If you are up for some ‘browsing’, i.e. strolling through the shops just to look around, shopping – if you want to call it that way – can be rather tedious a less than enjoyable experience. If you actually need something & would like to try a bunch of different products, you have come however to the right place.

What the difference makes: the shop assistants in their sheer number. Let me explain.

Where any given shoe shop in Europe would have 2 employees – one in the shop, one at the cash register, the Brazilian pendant will have up to 10 employees. 7 of these will be getting any shoe the customer would want to try from the inventory, 2 will be at the cash register and the last one the supervisor. Of course, all these people need to be kept busy which greatly alters the whole shopping experience.

Back in Europe, you’d pick a shoe you like & search among the boxes to see if you’re lucky enough to find your size, try it & put it back, and repeat this process until you find something fitting your feet, taste & budget. In the case that this endeavor is not accomplished successfully, you give a polite nod to the chap behind the register, leave the shop and are done.

In Brazil, you’ll only get to look at the shoes which are exposed safely behind glass & point at anything you can fancy trying. The shop assistant, after briefly inquiring after your shoe size, will fetch all of them & bring them to the chair on which you’ve settled in the meantime.

If after some back & forth (of the shop assistant, of course), you’ve actually founds something you like & want to purchase; the first thing you get is a piece of paper. With that you pay at the register – a separate process that may take as much time as the preceding selection one – and only then obtain the box with your product of choice from the assistant that has been taken care of you.

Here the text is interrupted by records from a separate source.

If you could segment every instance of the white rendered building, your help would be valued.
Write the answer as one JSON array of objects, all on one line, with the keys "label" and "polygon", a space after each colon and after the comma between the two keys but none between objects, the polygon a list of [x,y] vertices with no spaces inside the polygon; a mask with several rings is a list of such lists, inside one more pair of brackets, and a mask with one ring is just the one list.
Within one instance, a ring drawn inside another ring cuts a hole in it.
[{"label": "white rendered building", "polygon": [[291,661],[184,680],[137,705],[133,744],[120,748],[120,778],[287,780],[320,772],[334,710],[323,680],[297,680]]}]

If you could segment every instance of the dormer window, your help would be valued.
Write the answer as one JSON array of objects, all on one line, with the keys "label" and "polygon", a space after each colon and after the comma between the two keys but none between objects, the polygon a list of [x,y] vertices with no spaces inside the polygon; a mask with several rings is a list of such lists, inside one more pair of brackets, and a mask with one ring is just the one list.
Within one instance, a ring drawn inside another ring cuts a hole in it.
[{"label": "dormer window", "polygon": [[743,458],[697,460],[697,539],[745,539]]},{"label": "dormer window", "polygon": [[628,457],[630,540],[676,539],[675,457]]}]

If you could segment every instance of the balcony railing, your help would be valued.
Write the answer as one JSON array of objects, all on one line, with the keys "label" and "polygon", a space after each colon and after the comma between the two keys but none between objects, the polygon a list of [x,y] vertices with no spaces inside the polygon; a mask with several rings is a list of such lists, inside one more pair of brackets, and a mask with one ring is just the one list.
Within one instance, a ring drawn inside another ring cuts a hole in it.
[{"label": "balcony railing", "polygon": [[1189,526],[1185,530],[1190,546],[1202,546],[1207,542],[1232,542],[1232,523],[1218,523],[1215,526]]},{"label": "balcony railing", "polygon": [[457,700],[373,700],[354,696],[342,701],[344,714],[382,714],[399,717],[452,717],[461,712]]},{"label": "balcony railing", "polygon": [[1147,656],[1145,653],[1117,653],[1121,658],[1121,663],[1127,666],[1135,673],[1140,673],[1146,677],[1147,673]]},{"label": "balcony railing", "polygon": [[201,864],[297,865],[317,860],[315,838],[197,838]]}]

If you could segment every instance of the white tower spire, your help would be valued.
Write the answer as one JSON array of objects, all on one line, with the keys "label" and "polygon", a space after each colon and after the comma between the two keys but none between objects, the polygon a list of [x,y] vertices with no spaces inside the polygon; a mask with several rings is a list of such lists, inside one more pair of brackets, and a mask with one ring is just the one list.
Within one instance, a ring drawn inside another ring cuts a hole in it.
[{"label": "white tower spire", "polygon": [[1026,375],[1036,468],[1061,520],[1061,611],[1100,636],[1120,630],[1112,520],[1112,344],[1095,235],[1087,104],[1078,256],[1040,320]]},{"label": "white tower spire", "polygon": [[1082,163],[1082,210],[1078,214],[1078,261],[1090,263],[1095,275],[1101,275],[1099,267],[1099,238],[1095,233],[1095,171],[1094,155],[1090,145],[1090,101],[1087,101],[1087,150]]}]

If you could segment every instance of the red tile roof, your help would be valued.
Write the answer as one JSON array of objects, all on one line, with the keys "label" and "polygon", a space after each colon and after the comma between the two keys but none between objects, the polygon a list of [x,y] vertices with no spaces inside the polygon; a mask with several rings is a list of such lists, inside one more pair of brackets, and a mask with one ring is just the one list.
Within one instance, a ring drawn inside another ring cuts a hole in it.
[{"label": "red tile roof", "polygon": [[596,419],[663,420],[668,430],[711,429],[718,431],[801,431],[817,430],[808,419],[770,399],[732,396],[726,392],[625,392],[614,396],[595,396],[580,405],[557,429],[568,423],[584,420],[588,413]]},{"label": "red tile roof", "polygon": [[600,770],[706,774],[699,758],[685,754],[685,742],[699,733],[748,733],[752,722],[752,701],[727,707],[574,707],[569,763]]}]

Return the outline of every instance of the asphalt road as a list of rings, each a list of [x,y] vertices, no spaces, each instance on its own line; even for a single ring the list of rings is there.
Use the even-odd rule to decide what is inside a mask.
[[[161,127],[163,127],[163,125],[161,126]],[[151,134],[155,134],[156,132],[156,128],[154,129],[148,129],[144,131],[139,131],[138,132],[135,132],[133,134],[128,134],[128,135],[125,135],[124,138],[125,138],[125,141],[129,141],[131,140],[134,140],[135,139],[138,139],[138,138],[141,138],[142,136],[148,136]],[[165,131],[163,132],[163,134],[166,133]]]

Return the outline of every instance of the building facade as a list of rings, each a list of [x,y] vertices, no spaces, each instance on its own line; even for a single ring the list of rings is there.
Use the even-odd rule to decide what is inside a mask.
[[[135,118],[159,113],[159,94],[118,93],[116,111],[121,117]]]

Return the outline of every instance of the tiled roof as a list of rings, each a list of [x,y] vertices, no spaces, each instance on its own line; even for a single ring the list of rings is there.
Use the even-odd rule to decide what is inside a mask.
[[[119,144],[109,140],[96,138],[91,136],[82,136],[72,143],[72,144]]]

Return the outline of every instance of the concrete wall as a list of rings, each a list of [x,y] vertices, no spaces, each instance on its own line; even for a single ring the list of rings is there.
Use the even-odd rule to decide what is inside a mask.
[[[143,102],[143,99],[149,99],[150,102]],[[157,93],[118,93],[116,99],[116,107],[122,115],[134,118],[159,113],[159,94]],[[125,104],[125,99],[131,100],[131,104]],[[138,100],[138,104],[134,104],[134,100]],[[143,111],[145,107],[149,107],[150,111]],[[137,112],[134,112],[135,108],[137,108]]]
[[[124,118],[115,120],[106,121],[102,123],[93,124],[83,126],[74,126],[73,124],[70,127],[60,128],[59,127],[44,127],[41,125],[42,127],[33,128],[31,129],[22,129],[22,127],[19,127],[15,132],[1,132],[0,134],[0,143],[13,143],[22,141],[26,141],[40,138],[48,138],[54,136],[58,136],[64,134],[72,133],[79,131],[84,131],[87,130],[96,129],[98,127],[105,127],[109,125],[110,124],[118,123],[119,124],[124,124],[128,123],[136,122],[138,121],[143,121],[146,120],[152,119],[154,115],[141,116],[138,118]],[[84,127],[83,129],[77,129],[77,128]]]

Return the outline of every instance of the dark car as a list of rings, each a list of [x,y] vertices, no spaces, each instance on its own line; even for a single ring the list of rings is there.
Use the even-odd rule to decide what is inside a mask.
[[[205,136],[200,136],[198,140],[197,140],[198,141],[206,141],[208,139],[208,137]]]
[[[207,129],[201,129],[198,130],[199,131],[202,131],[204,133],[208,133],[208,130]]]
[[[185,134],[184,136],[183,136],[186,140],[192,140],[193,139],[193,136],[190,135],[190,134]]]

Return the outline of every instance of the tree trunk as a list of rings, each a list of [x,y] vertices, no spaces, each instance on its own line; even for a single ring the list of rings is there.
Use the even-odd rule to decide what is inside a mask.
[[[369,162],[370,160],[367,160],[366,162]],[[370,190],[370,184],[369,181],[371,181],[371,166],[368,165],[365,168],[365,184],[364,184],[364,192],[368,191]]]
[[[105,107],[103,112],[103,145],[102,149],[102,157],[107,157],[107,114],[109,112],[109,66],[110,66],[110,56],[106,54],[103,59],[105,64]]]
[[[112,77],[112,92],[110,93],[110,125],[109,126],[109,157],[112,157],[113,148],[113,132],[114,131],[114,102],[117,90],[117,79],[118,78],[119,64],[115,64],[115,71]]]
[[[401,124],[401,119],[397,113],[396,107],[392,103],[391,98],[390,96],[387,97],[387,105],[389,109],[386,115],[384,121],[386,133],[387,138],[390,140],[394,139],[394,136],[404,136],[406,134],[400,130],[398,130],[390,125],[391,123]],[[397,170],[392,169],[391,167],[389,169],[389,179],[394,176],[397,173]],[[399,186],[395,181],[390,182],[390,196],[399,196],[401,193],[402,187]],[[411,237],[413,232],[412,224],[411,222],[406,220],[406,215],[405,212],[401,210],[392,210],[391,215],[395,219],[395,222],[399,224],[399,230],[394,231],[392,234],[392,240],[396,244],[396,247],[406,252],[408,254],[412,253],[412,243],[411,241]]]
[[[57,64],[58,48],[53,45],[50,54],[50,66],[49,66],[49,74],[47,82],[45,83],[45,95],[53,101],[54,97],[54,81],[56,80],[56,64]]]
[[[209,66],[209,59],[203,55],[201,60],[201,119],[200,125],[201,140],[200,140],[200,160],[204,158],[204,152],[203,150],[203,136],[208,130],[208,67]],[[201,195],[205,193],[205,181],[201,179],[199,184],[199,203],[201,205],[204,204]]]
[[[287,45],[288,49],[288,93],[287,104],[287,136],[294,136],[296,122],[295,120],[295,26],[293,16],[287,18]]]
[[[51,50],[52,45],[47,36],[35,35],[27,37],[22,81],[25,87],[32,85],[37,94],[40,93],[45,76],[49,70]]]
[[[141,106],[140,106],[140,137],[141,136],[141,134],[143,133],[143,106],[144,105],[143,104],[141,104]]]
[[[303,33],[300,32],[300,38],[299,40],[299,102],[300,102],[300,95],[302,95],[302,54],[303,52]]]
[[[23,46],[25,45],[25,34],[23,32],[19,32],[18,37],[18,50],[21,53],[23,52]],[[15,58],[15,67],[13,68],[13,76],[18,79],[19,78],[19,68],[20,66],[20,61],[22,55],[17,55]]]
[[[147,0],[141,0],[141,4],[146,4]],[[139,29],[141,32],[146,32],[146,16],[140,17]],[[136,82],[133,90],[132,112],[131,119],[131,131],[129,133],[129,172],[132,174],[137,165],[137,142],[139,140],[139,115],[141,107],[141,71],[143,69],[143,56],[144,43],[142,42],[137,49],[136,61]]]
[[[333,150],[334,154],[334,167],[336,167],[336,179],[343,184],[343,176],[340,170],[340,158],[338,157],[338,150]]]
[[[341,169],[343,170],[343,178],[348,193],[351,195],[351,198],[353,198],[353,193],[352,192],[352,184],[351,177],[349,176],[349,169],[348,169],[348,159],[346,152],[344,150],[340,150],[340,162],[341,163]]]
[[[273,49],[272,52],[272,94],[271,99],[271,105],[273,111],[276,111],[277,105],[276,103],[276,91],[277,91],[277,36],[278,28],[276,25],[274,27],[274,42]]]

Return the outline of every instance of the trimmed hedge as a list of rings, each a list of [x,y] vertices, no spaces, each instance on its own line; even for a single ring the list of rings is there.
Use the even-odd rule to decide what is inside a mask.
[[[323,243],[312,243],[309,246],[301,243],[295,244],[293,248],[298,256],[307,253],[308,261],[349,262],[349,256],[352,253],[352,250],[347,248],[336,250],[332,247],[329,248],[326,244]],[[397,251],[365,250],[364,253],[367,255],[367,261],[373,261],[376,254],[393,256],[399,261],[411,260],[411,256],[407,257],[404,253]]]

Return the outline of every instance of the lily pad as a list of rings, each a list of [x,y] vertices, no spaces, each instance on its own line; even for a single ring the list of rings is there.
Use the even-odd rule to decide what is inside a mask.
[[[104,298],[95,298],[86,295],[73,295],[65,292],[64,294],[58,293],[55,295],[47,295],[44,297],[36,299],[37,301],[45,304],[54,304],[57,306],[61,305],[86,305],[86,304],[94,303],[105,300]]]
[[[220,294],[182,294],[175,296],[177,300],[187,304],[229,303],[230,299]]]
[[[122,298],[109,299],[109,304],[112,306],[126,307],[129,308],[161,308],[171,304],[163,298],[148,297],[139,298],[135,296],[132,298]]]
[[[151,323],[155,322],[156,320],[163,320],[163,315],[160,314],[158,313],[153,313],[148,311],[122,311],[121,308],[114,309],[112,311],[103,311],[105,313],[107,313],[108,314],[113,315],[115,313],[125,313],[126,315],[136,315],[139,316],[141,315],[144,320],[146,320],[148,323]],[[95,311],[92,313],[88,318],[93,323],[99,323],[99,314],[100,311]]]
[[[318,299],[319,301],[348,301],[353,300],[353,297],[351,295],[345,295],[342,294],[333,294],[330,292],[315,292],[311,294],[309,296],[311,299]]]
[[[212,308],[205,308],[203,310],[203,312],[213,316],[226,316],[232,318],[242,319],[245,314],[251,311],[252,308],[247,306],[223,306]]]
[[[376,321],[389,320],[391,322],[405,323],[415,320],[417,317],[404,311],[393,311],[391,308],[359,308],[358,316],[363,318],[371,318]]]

More often than not, the assistant will give you her/his card and it’s only decent to come back to the same person if the service was good. Many of the assistants are paid partly by the turnover they make. This process happens in similar forms in most household appliance shops, cutlery, household linen, and even some for clothes.

So far the short description of completing a transaction successfully. If – IF – however, you have not found anything particularly appealing or fitting, you face the slightly awkward feeling of having wasted someones time.  At least, that happens frequently to me in those moments. Also, simply ‘browsing’ becomes a tad tiresome to me as I’m constantly offered help while I’d much rather be left alone.

Obviously, I’m complaining on a very high level here. But I also wonder if it is just me that feels a bit uncomfortable. Or could it be that, in Europe, we are not used to a somewhat pampering customer service any longer and that I should enjoy it while I’m here?